Comment ces projections ont-elles été réalisées ? Ont-elles été influencées par des biais cognitifs ?

Ces projections reposent sur plusieurs hypothèses concernant les principaux facteurs d’évolution démographique, c’est-à-dire la natalité, à travers l’indice de fécondité, élément primordial de toute projection, une variation minime pouvant entraîner des différences de population considérables à long terme, la mortalité, à travers l’espérance de vie, et les migrations, à travers le solde migratoire. La principale différence de cette projection démographique par rapport à la précédente projection réalisée par l’ONU, qui annonce une population bien plus importante en 2100, concerne les hypothèses de fécondité. En effet, l’ONU adopte une position prudente sur le sujet, faisant le pari que la baisse de la fécondité dans les pays les plus pauvres se fera de manière lente au cours du XXI° siècle alors que dans les pays riches à fécondité sensiblement inférieure au seuil de remplacement, elle remontera vers ce seuil à l’horizon 2100. En gros, l’ONU fait l’hypothèse d’une convergence à long terme vers le seuil de remplacement des générations des taux de fécondité à l’échelle planétaire. La projection de The Lancet repose sur un scénario différent, de baisse plus accentuée de la fécondité dans les pays les plus pauvres au cours du siècle, en particulier en Inde, et d’absence de remontée de la fécondité dans les pays où elle est sensiblement inférieure au seuil de remplacement des générations, ce qui pour certains Etats, comme la Chine, conduit à des projections démographiques très en-dessous de celles affichées par l’ONU. 
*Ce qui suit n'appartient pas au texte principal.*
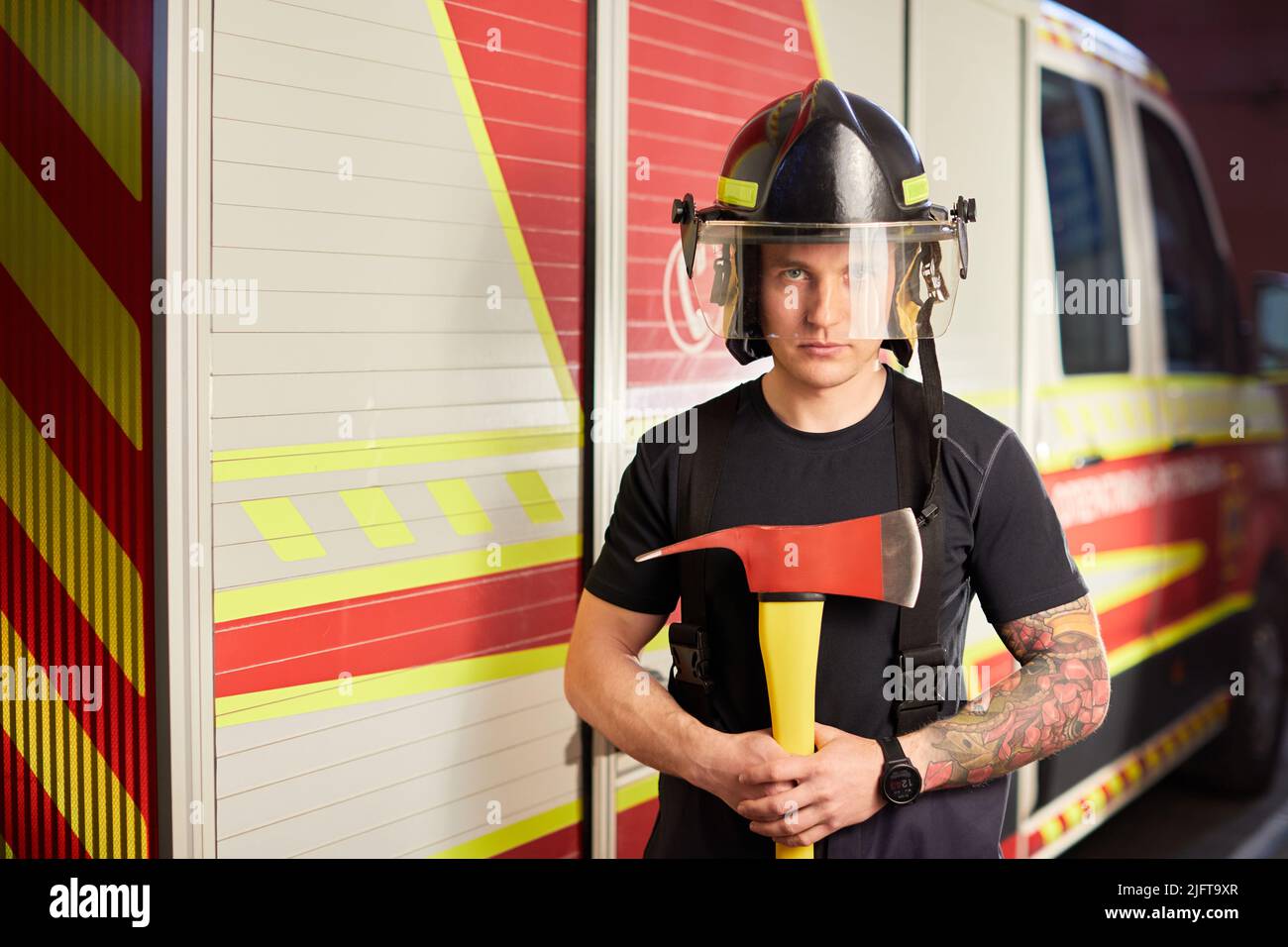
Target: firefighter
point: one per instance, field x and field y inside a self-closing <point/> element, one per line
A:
<point x="822" y="249"/>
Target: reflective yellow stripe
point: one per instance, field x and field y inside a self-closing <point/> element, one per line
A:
<point x="382" y="685"/>
<point x="47" y="733"/>
<point x="462" y="506"/>
<point x="636" y="792"/>
<point x="375" y="513"/>
<point x="64" y="287"/>
<point x="394" y="577"/>
<point x="1170" y="635"/>
<point x="284" y="528"/>
<point x="1167" y="565"/>
<point x="737" y="192"/>
<point x="88" y="73"/>
<point x="76" y="545"/>
<point x="519" y="834"/>
<point x="256" y="463"/>
<point x="535" y="496"/>
<point x="473" y="116"/>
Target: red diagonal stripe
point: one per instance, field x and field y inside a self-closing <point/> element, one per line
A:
<point x="55" y="633"/>
<point x="29" y="818"/>
<point x="85" y="195"/>
<point x="88" y="441"/>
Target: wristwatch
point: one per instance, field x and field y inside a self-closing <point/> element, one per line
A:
<point x="901" y="783"/>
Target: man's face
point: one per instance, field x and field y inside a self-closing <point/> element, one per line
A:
<point x="805" y="300"/>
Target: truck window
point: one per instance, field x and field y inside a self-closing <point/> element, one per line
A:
<point x="1089" y="258"/>
<point x="1199" y="309"/>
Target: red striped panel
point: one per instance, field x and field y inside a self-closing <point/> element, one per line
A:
<point x="529" y="608"/>
<point x="115" y="232"/>
<point x="55" y="633"/>
<point x="634" y="827"/>
<point x="698" y="71"/>
<point x="89" y="442"/>
<point x="537" y="78"/>
<point x="86" y="196"/>
<point x="563" y="844"/>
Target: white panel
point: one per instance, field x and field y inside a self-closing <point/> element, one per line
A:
<point x="389" y="304"/>
<point x="398" y="777"/>
<point x="966" y="91"/>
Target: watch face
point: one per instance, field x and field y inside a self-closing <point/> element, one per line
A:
<point x="903" y="784"/>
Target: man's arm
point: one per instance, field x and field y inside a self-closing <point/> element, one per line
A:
<point x="1059" y="696"/>
<point x="610" y="690"/>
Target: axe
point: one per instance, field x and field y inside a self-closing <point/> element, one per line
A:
<point x="793" y="570"/>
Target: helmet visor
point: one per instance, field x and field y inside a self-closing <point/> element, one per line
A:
<point x="823" y="282"/>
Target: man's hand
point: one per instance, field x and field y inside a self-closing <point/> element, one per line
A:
<point x="835" y="788"/>
<point x="733" y="754"/>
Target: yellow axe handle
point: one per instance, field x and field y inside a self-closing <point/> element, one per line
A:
<point x="789" y="643"/>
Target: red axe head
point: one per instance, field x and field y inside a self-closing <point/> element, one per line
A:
<point x="871" y="557"/>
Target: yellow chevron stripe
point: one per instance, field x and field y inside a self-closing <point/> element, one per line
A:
<point x="535" y="496"/>
<point x="394" y="577"/>
<point x="815" y="35"/>
<point x="1170" y="564"/>
<point x="1183" y="564"/>
<point x="47" y="732"/>
<point x="382" y="685"/>
<point x="256" y="463"/>
<point x="75" y="544"/>
<point x="80" y="309"/>
<point x="463" y="509"/>
<point x="477" y="127"/>
<point x="281" y="523"/>
<point x="519" y="834"/>
<point x="88" y="73"/>
<point x="1170" y="635"/>
<point x="377" y="517"/>
<point x="636" y="792"/>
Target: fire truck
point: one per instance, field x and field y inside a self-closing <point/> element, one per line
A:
<point x="308" y="312"/>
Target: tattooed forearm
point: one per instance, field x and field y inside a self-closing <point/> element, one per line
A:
<point x="1057" y="697"/>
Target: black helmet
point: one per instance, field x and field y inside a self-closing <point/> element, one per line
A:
<point x="820" y="157"/>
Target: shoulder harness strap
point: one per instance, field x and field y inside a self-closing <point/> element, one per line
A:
<point x="917" y="463"/>
<point x="699" y="471"/>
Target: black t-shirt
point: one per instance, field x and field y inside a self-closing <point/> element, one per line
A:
<point x="1003" y="541"/>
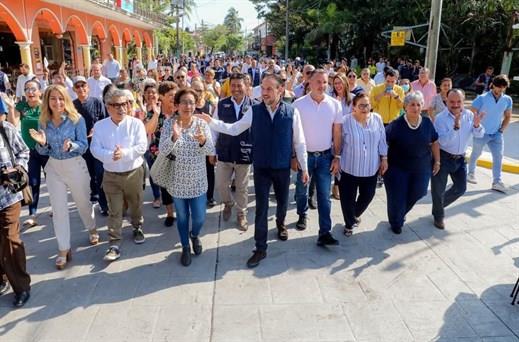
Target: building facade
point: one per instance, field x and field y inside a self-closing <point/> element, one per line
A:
<point x="44" y="33"/>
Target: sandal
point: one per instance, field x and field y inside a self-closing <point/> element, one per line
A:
<point x="61" y="261"/>
<point x="93" y="238"/>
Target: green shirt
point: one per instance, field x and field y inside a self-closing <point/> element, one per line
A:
<point x="29" y="119"/>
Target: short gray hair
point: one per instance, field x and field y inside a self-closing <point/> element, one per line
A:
<point x="116" y="92"/>
<point x="415" y="96"/>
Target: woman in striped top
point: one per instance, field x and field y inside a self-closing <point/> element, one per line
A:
<point x="364" y="153"/>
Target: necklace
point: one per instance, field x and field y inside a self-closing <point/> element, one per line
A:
<point x="413" y="127"/>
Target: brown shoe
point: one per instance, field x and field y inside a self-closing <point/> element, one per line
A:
<point x="227" y="209"/>
<point x="282" y="231"/>
<point x="243" y="225"/>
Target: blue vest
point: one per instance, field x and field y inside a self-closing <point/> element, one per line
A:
<point x="272" y="139"/>
<point x="233" y="149"/>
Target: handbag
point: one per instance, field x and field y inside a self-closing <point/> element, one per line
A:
<point x="18" y="179"/>
<point x="162" y="170"/>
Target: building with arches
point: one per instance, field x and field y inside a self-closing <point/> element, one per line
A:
<point x="44" y="33"/>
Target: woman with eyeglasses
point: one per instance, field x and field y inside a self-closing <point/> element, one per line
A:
<point x="364" y="154"/>
<point x="413" y="155"/>
<point x="352" y="83"/>
<point x="189" y="140"/>
<point x="204" y="107"/>
<point x="62" y="136"/>
<point x="26" y="113"/>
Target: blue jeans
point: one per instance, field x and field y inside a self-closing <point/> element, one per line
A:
<point x="263" y="179"/>
<point x="186" y="208"/>
<point x="36" y="164"/>
<point x="457" y="170"/>
<point x="154" y="187"/>
<point x="318" y="170"/>
<point x="496" y="147"/>
<point x="403" y="189"/>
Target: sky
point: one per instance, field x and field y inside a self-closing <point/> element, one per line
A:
<point x="213" y="12"/>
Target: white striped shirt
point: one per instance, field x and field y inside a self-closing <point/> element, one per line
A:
<point x="362" y="146"/>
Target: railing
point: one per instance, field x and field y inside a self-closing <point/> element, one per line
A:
<point x="139" y="10"/>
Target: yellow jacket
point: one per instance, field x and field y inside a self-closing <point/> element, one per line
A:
<point x="388" y="107"/>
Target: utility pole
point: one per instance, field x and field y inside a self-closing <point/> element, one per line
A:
<point x="286" y="34"/>
<point x="433" y="38"/>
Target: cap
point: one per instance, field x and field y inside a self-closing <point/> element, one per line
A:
<point x="78" y="79"/>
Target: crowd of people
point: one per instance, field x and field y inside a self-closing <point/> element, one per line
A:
<point x="209" y="123"/>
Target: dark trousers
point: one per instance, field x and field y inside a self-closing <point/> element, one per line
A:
<point x="352" y="205"/>
<point x="403" y="189"/>
<point x="12" y="250"/>
<point x="36" y="164"/>
<point x="96" y="171"/>
<point x="457" y="170"/>
<point x="263" y="179"/>
<point x="210" y="179"/>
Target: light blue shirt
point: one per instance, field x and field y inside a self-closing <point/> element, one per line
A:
<point x="56" y="137"/>
<point x="456" y="141"/>
<point x="494" y="110"/>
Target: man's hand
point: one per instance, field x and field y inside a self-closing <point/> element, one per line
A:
<point x="206" y="117"/>
<point x="335" y="168"/>
<point x="305" y="177"/>
<point x="118" y="153"/>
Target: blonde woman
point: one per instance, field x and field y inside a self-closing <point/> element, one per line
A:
<point x="62" y="136"/>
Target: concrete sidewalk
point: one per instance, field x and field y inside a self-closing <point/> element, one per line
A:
<point x="423" y="285"/>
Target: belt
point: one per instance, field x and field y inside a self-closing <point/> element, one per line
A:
<point x="452" y="156"/>
<point x="319" y="153"/>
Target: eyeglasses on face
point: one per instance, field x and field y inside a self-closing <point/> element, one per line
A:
<point x="118" y="105"/>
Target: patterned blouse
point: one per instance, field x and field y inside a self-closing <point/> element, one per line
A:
<point x="189" y="175"/>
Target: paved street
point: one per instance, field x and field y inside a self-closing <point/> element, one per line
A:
<point x="424" y="285"/>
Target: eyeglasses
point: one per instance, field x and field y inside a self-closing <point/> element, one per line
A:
<point x="118" y="105"/>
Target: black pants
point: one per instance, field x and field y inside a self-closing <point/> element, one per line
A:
<point x="352" y="205"/>
<point x="263" y="179"/>
<point x="210" y="179"/>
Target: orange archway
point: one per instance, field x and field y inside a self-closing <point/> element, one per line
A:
<point x="79" y="29"/>
<point x="13" y="23"/>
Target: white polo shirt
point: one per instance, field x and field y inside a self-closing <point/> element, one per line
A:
<point x="317" y="120"/>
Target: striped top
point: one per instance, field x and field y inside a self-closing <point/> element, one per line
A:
<point x="362" y="146"/>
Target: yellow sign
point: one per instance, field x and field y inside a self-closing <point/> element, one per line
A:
<point x="398" y="38"/>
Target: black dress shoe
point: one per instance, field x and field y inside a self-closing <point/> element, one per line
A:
<point x="197" y="245"/>
<point x="255" y="259"/>
<point x="4" y="287"/>
<point x="311" y="203"/>
<point x="185" y="258"/>
<point x="439" y="224"/>
<point x="327" y="240"/>
<point x="168" y="222"/>
<point x="301" y="223"/>
<point x="396" y="230"/>
<point x="282" y="231"/>
<point x="21" y="298"/>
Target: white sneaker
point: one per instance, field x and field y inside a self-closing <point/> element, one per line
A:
<point x="499" y="186"/>
<point x="471" y="178"/>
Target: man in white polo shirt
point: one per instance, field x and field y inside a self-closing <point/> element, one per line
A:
<point x="321" y="117"/>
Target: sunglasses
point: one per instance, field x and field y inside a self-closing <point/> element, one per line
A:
<point x="118" y="105"/>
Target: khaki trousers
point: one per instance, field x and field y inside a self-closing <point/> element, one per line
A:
<point x="120" y="186"/>
<point x="224" y="173"/>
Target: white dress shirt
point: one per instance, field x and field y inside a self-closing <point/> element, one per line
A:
<point x="245" y="122"/>
<point x="318" y="120"/>
<point x="130" y="135"/>
<point x="97" y="85"/>
<point x="456" y="141"/>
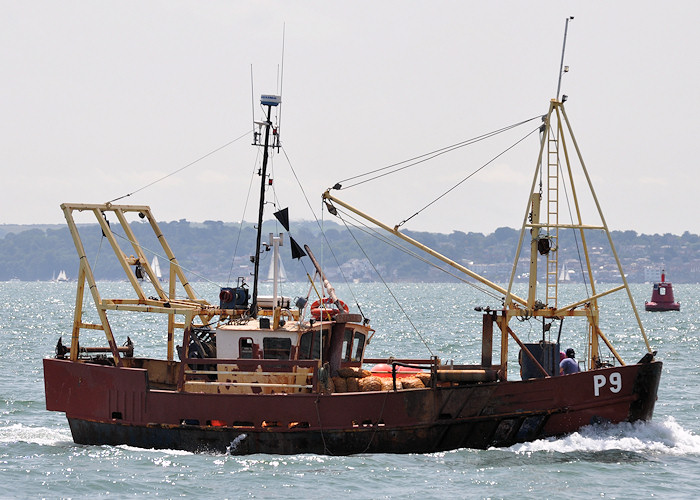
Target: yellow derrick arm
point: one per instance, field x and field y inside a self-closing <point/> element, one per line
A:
<point x="328" y="196"/>
<point x="188" y="307"/>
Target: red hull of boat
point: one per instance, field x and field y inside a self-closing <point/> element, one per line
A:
<point x="109" y="405"/>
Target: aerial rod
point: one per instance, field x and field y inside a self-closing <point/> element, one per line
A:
<point x="563" y="70"/>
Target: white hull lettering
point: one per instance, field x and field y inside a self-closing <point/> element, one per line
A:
<point x="615" y="382"/>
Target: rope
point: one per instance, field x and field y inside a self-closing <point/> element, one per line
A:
<point x="182" y="168"/>
<point x="240" y="225"/>
<point x="468" y="177"/>
<point x="429" y="156"/>
<point x="375" y="234"/>
<point x="388" y="289"/>
<point x="330" y="247"/>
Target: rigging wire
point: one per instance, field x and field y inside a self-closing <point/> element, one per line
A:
<point x="375" y="234"/>
<point x="398" y="303"/>
<point x="164" y="257"/>
<point x="430" y="155"/>
<point x="571" y="217"/>
<point x="182" y="168"/>
<point x="240" y="224"/>
<point x="323" y="233"/>
<point x="468" y="177"/>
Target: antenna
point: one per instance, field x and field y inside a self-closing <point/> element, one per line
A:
<point x="563" y="69"/>
<point x="281" y="79"/>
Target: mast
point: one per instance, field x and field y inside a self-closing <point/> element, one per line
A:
<point x="269" y="101"/>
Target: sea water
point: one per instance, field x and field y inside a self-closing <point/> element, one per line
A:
<point x="656" y="459"/>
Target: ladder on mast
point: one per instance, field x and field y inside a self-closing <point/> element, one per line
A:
<point x="552" y="218"/>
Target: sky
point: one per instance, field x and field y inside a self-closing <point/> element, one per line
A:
<point x="100" y="99"/>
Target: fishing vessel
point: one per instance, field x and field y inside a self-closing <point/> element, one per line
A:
<point x="252" y="374"/>
<point x="662" y="296"/>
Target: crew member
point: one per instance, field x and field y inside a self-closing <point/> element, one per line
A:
<point x="569" y="364"/>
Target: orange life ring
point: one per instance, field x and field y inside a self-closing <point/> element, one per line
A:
<point x="319" y="308"/>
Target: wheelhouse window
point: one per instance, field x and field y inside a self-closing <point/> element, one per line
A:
<point x="245" y="348"/>
<point x="277" y="348"/>
<point x="310" y="345"/>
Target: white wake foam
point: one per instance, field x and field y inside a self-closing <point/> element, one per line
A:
<point x="666" y="437"/>
<point x="45" y="436"/>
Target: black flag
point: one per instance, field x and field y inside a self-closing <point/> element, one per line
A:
<point x="297" y="252"/>
<point x="283" y="217"/>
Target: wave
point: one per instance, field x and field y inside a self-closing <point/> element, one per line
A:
<point x="45" y="436"/>
<point x="666" y="438"/>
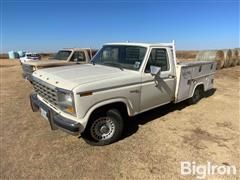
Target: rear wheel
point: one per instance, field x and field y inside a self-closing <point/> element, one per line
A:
<point x="198" y="94"/>
<point x="104" y="128"/>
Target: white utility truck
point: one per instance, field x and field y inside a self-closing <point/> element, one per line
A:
<point x="124" y="79"/>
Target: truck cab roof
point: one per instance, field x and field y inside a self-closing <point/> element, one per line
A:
<point x="141" y="44"/>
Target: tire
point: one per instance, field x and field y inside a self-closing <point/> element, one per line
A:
<point x="104" y="128"/>
<point x="198" y="94"/>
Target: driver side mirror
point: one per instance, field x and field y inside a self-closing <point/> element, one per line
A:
<point x="80" y="58"/>
<point x="155" y="70"/>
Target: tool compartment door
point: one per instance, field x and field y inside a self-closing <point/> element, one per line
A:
<point x="184" y="83"/>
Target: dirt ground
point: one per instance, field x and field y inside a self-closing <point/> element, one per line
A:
<point x="152" y="147"/>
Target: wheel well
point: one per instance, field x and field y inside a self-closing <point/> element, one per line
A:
<point x="201" y="86"/>
<point x="117" y="105"/>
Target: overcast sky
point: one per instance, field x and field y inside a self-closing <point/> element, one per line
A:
<point x="45" y="26"/>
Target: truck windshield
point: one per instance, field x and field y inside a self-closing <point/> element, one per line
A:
<point x="62" y="55"/>
<point x="124" y="57"/>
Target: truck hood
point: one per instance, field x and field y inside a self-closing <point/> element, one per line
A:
<point x="69" y="77"/>
<point x="46" y="63"/>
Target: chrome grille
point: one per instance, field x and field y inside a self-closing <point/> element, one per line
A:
<point x="45" y="90"/>
<point x="27" y="69"/>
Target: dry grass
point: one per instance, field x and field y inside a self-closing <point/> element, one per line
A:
<point x="152" y="147"/>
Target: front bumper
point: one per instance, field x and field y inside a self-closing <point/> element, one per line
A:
<point x="56" y="120"/>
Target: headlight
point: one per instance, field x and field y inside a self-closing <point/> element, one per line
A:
<point x="65" y="101"/>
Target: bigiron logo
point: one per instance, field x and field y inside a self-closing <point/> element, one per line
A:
<point x="203" y="170"/>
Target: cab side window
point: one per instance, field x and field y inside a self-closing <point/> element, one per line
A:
<point x="78" y="56"/>
<point x="159" y="58"/>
Concernant les biais cognitifs, le principal tient aux financeurs de l’étude, la fondation Bill et Melinda Gates, connue pour ses positions malthusiennes. Le couple de milliardaire américain considère (probablement à raison, mais cela se discute) que le trop-plein d’homme est un danger pour la stabilité planétaire et qu’il faut donc atteindre l’objectif d’une réduction de la population mondiale à moyen-terme, ce qui passe essentiellement par une accélération de la baisse de la fécondité planétaire, devant descendre largement sous le seuil de remplacement des générations pendant plusieurs décennies pour atteindre cet objectif. Il s’ensuit que le choix de retenir des hypothèses basses de fécondité n’est probablement pas anodin, tout en gardant en tête que les projections de l’ONU paraissent inversement natalistes, tablant sur l’instauration à terme d’un équilibre naturel de la fécondité, peu probable. Ces projections souffrent donc d’un biais cognitif certain, mais apparaissent comme bienvenue, montrant qu’un autre futur démographique est possible si une politique malthusienne était adoptée à l’échelle planétaire.  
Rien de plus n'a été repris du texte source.